J'entends souvent des gens de la scène grenobloise se plaindre de ne jamais être programmés ou accompagnés par des structures locales.
En même temps, j'ai envie de leur dire, si être programmé ou aidé à Grenoble avait promis quiconque à un grand avenir, ça se saurait.
Il faut bien comprendre que dans le cadre de la programmation culturelle, saint des saints de la réussite intellectuelle, récompense d'un parcours dû à l'intégrité esthétique sans faille de celui qui s'en occupe, on se construit dans une confiance immense en ses propres sens et la méfiance, voir le rejet, de tout ce qui ne semble pas venir de soi.
Sachez-le: à l'instar du boucher, mon programmateur est un artiste.
Qu'il soit issu du sérail subventionné, petit bras du privé, chef d'un festival ou self made programmateur, il n'est pas question pour lui de se laisser envahir par la cohorte de sous-merdes locales prétendant au trône, non plus de la notoriété, mais de l'aide structurelle ou du coup de pouce épisodique. Non. On a déjà assez à faire avec ceux qu'on vous présente, les projets de ceux qui travaillent avec vous, et les copains qui frappent à la porte pour ne pas en plus de ça, se fader un groupe de chanson, d'électro ou de pop, aussi motivé soit-il.
Et si parfois, on daigne ouvrir la porte à ces pauvres ignares sans talent, c'est qu'on les a croisés moultes fois à sniffer la même poutrasse pas vraiment pure, dans le carré VIP du festival du coin où flotte l'espoir un peu rance que les cougars rejetées de la loge de Pete Doherty se rabattent sur le petit personnel.

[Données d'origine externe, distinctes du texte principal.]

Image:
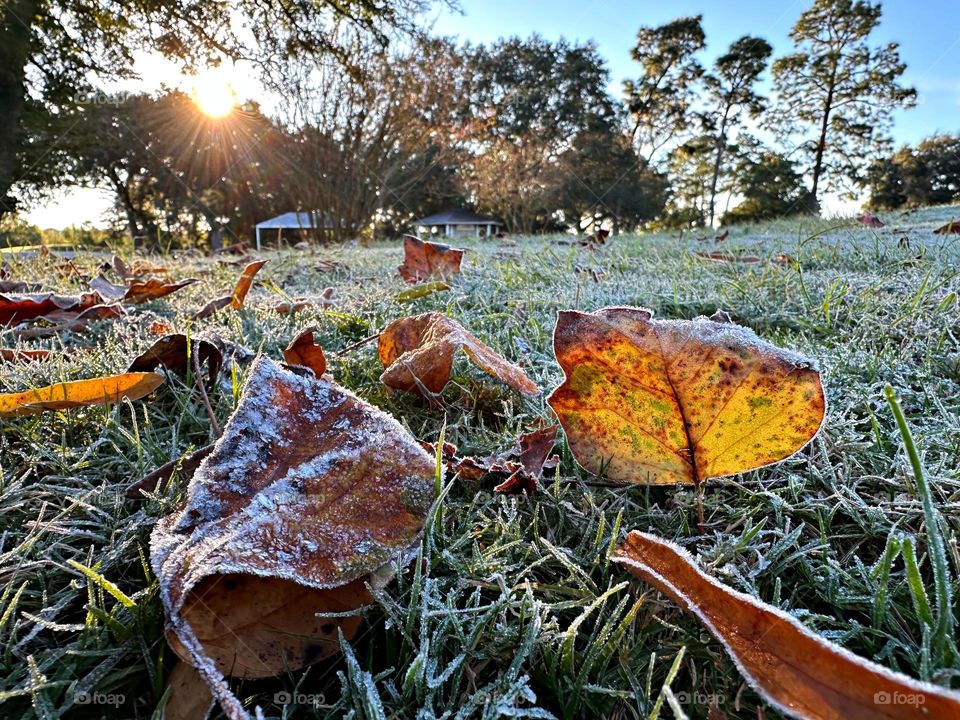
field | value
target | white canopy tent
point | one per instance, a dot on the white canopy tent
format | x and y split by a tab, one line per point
459	222
292	221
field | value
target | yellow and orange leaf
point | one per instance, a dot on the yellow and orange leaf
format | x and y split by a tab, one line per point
660	402
794	669
79	393
418	353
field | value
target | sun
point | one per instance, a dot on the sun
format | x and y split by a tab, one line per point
213	93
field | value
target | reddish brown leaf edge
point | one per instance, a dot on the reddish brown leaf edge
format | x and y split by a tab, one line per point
792	668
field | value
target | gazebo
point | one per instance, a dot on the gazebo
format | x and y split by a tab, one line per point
292	221
458	223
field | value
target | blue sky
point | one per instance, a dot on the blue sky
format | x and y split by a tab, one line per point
928	32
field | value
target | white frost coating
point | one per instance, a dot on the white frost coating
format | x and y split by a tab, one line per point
692	607
230	524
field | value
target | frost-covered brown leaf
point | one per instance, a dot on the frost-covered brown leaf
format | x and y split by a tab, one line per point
306	496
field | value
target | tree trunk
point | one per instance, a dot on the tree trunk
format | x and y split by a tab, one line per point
18	16
822	142
721	146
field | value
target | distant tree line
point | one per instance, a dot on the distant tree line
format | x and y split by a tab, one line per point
377	123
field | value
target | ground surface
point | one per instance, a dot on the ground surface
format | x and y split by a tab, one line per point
508	621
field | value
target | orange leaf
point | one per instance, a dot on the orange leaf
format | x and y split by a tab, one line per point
306	495
302	351
795	670
79	393
15	308
244	283
152	288
677	401
424	260
8	355
418	351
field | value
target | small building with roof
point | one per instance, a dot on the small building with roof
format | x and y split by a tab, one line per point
459	223
292	221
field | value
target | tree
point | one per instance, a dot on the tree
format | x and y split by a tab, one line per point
690	166
659	100
769	186
527	101
51	52
730	91
925	175
603	180
839	88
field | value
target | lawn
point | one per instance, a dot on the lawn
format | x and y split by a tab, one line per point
518	611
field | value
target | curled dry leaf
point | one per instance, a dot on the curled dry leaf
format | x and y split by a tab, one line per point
175	352
17	308
951	228
244	283
306	301
727	257
418	352
598	238
11	355
239	294
304	352
678	401
423	260
794	669
420	291
79	393
308	492
870	220
516	470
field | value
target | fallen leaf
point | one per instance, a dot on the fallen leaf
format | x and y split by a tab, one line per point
951	228
244	283
418	352
679	401
795	670
304	352
306	301
869	220
308	493
598	238
79	393
16	308
189	697
211	307
420	291
16	286
727	257
138	291
423	260
175	352
239	294
240	248
9	355
516	470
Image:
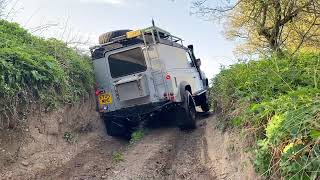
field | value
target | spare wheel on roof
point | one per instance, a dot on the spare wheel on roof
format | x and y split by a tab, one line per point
106	37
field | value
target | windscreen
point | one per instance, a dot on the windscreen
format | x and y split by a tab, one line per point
127	62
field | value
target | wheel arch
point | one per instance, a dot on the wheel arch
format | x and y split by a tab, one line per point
184	86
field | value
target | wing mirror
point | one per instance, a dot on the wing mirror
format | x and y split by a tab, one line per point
198	61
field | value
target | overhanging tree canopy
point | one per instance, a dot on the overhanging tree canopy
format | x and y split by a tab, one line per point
264	25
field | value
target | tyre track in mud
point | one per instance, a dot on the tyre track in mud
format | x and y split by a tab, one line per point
168	154
164	154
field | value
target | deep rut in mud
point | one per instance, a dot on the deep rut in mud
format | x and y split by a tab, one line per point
164	153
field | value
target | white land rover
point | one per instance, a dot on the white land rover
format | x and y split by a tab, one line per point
141	74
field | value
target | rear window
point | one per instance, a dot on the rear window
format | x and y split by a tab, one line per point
127	62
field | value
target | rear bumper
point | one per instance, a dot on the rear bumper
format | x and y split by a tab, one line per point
139	111
129	119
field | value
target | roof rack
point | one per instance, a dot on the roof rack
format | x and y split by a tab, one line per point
150	35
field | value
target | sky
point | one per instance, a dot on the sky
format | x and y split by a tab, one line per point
85	20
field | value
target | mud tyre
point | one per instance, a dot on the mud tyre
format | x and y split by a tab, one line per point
205	106
187	113
115	127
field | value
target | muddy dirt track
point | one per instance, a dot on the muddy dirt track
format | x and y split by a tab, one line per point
165	153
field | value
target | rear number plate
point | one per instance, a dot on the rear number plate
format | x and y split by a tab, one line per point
105	98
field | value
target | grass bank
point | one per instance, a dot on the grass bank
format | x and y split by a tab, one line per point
37	70
278	102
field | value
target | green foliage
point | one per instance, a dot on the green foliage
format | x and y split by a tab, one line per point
117	156
136	136
46	71
280	99
69	137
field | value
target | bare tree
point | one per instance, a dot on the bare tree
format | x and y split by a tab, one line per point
274	24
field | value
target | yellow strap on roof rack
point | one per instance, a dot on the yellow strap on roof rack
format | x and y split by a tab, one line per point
133	34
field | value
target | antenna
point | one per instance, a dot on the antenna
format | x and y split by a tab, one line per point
153	23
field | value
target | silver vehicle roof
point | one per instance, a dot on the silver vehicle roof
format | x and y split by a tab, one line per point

Le programmateur aujourd'hui, c'est un peu le David Guetta de la culture.
Non content de partager avec ses amis artistes un goût immodéré pour l'estime de soi et la chaussette trouée, il faut lui reconnaître d'avoir su catalyser ces dernières années, cette aura mystique et esthétique de la hype dont les jeunes ploucs locaux feraient bien de s'inspirer dans la nécessité de leur propre édification, même s'ils ne savent pas vraiment comment s'orthographie et ce que signifie ce dernier concept.
D'ailleurs, n'a-t-il pas la bonté de montrer la voie, lorsqu'avec l'humilité qu'on lui connaît, il fait partager ses propres expériences artistiques sur les réseaux sociaux ou son goût sûr pour les vieux vinyls ?

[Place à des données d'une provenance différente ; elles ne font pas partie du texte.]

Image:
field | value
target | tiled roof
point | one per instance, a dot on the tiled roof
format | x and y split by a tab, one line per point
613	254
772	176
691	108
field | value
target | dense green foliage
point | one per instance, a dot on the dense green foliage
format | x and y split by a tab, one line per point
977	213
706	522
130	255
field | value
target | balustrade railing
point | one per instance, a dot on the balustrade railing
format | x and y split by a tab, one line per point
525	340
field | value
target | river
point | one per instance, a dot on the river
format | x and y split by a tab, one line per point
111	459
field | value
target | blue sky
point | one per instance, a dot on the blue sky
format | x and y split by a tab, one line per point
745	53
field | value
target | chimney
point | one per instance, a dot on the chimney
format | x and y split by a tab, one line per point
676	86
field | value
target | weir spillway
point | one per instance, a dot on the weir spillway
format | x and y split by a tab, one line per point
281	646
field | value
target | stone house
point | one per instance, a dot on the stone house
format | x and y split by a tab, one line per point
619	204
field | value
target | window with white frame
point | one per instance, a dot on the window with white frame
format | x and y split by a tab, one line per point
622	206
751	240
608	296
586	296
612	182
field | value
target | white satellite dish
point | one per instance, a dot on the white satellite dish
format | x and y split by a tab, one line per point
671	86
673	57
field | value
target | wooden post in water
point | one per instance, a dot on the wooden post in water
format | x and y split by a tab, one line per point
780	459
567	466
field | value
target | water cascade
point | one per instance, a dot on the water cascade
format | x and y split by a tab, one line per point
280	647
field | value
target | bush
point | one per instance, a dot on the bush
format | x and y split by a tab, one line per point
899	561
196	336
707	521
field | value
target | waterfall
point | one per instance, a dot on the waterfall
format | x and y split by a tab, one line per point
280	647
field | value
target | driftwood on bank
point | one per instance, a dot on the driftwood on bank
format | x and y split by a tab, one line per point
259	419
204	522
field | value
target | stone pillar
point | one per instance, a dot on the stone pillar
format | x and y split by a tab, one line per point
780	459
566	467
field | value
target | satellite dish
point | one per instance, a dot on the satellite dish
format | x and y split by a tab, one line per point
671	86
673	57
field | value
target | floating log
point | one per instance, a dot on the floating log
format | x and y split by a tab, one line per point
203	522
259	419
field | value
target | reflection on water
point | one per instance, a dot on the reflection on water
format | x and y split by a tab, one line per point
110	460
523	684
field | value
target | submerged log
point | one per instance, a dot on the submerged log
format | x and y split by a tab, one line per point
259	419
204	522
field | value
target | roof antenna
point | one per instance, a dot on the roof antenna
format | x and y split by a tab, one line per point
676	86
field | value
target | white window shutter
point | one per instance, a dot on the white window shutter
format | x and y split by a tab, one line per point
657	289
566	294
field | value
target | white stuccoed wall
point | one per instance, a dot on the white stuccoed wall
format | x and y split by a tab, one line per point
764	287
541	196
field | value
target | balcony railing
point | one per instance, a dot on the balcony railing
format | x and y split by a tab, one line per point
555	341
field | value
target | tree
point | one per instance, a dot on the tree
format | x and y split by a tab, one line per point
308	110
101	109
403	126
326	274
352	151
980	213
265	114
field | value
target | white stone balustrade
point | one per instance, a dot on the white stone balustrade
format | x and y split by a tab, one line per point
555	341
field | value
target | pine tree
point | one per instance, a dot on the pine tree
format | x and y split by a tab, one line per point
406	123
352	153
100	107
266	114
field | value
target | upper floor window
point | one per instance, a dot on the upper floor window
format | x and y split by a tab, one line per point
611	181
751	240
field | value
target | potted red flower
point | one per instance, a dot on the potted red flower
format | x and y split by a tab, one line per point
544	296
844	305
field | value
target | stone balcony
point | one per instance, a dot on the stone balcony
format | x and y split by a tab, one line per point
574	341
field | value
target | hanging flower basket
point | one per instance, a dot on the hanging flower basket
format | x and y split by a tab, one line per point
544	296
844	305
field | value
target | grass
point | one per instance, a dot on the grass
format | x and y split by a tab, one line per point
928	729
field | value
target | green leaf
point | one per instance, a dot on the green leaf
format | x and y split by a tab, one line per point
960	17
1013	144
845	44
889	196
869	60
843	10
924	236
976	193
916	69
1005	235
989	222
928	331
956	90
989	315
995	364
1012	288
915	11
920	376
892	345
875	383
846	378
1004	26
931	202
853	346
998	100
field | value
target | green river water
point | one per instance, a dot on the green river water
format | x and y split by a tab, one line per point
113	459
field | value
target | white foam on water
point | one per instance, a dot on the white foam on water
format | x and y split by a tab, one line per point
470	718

Mais attention de ne pas faire du programmateur un trublion voué entièrement aux délires peoplesques dans lesquels pourraient l'emmener les artistes quand ils commandent de la drogue à 3h du matin !
Le programmateur a une limite: la main qui le nourrit, à laquelle il voue une dévotion sans égale, mais pas trop quand même, parce que parfois politiquement, ça peut changer.
Normalement, vue l'anémie d'ambition culturelle à droite, rester à gauche est signe de sage conduite.
N'oublie pas également, cher artiste frustré, qu'il n'est pas simple de rendre des comptes sur un budget, et qu'un euro étant plus que jamais un euro, on ne peut pas non plus t'expliquer à chaque fois tout le cheminement qui fait que le talent d'un artiste grandit au fur et à mesure de la distance qui le sépare du lieu de programmation.
Oui, c'est un peu difficile à comprendre mais ne t'inquiète pas, c'est logique.
- Ah bon ?
- Oui.
Bref, non contente d'avoir sauvé un paquet d'ados timides de leur DEUG de socio et d'un avenir morose dans des bleds improbables, la belle profession de programmateur qu'on décrit trop souvent avec mauvaise foi - ben oui, tu râles parce que tu n'y es pas, c'est tout - a encore un avenir tout tracé, pour peu qu'on lui donne un salaire et l'espoir de nuits beaucoup plus belles que ses jours.